Low-Carb Pumpkin Bread

pumpkin bread

This recipe is shared with permission from Kim at Low Carb Maven. Click here for the original recipe and notes, and explore her website for lots of other low-carb recipe ideas.

Servings: 12

Ingredients:

  • ¾ cup coconut flour
  • ½ cup low-carb brown sugar, packed (or my brown sugar substitute recipe)
  • 3 tablespoons whey protein powder
  • 2 ½ teaspoons baking powder
  • 2 teaspoons cinnamon
  • ½ teaspoon salt
  • 6 large eggs
  • 4 oz butter, melted
  • 2 teaspoons vanilla extract
  • 1 teaspoon stevia glycerite (use ½ t. if using my brown sugar recipe)
  • 1 ½ cups fresh, grated pumpkin (visit post for instructions)

Topping (optional)

  • 2 tablespoons chopped pecans
  • 2 tablespoons low-carb brown sugar

Instructions:

  1. Preheat oven to 350° F and place rack into the middle of the oven.
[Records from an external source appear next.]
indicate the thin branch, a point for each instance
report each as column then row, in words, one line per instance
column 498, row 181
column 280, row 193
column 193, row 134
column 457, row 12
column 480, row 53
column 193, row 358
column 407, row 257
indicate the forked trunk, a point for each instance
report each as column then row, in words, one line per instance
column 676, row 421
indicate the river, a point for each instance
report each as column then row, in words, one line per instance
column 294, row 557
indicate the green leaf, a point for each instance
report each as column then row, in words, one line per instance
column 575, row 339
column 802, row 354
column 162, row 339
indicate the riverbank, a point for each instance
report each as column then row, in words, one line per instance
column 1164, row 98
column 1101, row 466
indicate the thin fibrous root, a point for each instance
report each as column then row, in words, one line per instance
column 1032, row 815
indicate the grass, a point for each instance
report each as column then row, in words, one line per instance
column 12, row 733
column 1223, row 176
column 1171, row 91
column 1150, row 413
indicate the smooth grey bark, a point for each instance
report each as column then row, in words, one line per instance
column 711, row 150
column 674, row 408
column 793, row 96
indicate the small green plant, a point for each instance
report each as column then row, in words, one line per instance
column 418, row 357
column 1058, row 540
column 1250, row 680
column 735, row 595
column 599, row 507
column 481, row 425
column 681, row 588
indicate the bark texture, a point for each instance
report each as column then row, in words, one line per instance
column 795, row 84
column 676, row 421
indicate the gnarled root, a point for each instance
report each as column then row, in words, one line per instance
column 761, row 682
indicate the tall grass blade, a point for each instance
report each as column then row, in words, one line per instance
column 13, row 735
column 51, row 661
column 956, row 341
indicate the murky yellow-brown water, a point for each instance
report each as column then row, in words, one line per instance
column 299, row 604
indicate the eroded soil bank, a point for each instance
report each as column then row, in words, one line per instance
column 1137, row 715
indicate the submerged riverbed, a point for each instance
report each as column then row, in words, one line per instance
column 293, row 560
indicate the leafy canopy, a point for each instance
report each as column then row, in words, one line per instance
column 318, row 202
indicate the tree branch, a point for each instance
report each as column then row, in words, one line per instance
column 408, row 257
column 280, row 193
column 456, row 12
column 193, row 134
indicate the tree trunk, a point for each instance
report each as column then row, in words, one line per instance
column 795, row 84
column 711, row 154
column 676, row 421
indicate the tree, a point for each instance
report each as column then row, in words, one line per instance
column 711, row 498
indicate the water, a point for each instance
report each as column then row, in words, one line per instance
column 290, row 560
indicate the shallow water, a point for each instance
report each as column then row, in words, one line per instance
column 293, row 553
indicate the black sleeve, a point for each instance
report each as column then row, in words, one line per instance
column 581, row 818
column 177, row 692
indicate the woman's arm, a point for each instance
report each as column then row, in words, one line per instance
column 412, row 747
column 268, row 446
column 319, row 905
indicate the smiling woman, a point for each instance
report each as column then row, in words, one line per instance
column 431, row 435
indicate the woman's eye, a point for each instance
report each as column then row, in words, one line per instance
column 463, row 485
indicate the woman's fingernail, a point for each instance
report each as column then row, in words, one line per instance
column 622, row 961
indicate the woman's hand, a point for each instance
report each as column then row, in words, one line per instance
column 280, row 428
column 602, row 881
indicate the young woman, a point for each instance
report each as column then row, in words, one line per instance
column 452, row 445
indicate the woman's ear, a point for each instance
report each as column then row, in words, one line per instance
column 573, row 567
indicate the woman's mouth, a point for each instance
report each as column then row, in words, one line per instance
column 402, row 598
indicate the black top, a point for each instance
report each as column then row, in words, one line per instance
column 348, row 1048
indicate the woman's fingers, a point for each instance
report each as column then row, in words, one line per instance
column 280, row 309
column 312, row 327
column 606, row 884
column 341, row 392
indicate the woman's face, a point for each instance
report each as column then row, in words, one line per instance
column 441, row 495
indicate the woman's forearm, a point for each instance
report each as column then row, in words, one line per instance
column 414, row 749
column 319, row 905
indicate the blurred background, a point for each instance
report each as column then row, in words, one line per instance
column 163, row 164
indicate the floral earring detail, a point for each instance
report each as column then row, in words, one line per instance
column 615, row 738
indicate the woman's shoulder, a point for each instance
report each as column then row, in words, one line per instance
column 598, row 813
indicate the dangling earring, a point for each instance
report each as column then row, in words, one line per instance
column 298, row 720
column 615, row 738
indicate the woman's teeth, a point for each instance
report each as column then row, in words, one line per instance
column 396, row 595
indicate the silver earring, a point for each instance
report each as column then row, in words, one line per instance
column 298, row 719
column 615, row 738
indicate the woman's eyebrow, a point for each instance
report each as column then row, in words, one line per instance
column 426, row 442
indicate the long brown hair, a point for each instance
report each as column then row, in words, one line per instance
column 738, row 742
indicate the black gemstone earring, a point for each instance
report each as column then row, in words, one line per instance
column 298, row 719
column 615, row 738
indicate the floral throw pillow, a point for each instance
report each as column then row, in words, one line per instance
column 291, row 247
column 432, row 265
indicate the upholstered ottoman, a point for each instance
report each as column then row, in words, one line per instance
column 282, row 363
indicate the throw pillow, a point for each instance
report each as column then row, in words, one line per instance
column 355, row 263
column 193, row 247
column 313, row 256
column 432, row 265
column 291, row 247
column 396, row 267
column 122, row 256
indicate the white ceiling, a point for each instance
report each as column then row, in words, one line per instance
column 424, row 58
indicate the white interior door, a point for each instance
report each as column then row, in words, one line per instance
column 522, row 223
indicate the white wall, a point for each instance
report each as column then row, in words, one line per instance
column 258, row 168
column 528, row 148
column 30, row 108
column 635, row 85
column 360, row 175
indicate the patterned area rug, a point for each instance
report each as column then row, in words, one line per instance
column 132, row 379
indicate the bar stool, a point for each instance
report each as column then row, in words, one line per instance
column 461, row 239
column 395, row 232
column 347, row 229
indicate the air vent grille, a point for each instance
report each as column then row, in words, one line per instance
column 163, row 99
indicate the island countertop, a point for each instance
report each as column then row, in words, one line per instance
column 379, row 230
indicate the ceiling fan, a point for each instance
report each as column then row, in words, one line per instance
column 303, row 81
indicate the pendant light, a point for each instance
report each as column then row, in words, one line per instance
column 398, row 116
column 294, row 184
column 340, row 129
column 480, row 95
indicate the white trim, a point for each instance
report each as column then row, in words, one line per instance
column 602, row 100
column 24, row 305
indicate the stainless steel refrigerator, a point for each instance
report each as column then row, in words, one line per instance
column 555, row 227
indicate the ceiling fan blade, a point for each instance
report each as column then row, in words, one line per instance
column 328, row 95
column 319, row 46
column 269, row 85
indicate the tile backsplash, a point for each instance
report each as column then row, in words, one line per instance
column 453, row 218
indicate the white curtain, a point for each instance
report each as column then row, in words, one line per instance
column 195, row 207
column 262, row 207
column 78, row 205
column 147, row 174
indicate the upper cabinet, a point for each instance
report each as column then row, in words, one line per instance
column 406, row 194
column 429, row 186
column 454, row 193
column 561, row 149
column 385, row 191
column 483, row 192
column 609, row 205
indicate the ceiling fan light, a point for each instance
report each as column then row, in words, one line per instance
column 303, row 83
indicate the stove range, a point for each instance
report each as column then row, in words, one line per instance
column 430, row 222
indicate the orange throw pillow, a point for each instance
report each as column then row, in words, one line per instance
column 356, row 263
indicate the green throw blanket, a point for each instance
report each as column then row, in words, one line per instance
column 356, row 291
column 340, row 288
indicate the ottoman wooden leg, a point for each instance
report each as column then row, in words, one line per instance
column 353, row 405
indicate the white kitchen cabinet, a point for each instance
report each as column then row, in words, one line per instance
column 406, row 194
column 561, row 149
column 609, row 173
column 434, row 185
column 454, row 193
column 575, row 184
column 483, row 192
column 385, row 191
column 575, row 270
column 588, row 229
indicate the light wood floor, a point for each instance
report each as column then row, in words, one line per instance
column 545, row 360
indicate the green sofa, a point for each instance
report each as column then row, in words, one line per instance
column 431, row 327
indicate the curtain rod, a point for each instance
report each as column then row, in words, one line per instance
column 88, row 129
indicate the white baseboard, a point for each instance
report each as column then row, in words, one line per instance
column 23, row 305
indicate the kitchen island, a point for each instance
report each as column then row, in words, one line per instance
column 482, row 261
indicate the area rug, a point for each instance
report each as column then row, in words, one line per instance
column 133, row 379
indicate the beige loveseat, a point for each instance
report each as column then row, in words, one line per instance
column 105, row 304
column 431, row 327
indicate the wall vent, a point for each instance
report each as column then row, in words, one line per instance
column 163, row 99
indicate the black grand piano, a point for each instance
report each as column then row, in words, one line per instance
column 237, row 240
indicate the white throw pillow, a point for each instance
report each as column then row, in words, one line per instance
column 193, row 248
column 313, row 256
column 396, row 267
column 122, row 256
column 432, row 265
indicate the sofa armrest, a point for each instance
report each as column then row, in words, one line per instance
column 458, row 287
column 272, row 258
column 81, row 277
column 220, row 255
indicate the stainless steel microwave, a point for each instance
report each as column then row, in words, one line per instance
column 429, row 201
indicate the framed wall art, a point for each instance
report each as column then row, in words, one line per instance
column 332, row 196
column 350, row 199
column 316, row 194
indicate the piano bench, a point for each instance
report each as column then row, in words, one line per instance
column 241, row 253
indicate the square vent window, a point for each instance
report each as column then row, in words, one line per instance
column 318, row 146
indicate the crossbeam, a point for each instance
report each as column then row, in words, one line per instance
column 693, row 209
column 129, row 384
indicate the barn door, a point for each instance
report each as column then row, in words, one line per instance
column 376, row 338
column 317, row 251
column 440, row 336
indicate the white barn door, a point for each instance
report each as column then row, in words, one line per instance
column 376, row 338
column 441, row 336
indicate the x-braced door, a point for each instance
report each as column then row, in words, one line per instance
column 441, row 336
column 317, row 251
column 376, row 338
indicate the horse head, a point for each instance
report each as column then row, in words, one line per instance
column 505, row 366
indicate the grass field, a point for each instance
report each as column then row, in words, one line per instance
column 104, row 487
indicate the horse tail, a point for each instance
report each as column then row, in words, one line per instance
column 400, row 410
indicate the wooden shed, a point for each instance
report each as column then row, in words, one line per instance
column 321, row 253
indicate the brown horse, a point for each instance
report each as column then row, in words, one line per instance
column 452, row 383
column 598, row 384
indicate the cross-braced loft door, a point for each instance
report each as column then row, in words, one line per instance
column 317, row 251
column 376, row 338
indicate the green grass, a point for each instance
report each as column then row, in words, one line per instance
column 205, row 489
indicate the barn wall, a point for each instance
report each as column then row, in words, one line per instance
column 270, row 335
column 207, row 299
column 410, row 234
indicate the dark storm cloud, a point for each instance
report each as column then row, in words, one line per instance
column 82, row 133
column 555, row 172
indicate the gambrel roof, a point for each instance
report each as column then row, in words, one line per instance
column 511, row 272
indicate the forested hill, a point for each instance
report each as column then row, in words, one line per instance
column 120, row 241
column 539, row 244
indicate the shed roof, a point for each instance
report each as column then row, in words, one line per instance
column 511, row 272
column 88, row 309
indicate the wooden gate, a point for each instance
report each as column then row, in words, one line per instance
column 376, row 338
Spray an 8×4-inch loaf pan with baking spray and cut a piece of parchment to fit inside and over the sides of the pan (see picture).
  2. Peel the pumpkin, then grate. (I grate and freeze the rest in 6 oz portions.)
  3. Thoroughly mix the dry ingredients in a medium bowl.
  4. Add the wet ingredients and the grated pumpkin.
  5. Blend with a hand mixer until fully incorporated and spoon into the prepared baking pan. Lift the pan a few inches above the counter and let it fall, knocking out any big air bubbles. Do this 2-3 times.
  6. Sprinkle chopped pecans over the top of the bread and gently press into the batter. Sprinkle with the brown sugar substitute.
  7. Bake for 50-60 minutes or until a toothpick inserted in the middle comes out clean, but the bread is still moist. Let cool in the pan for 5 minutes. Loosen the bread from the ends of the pan and lift the loaf to a cooling rack. Let cool completely.
  8. Store in the refrigerator in a plastic bag for up to a week, or freeze.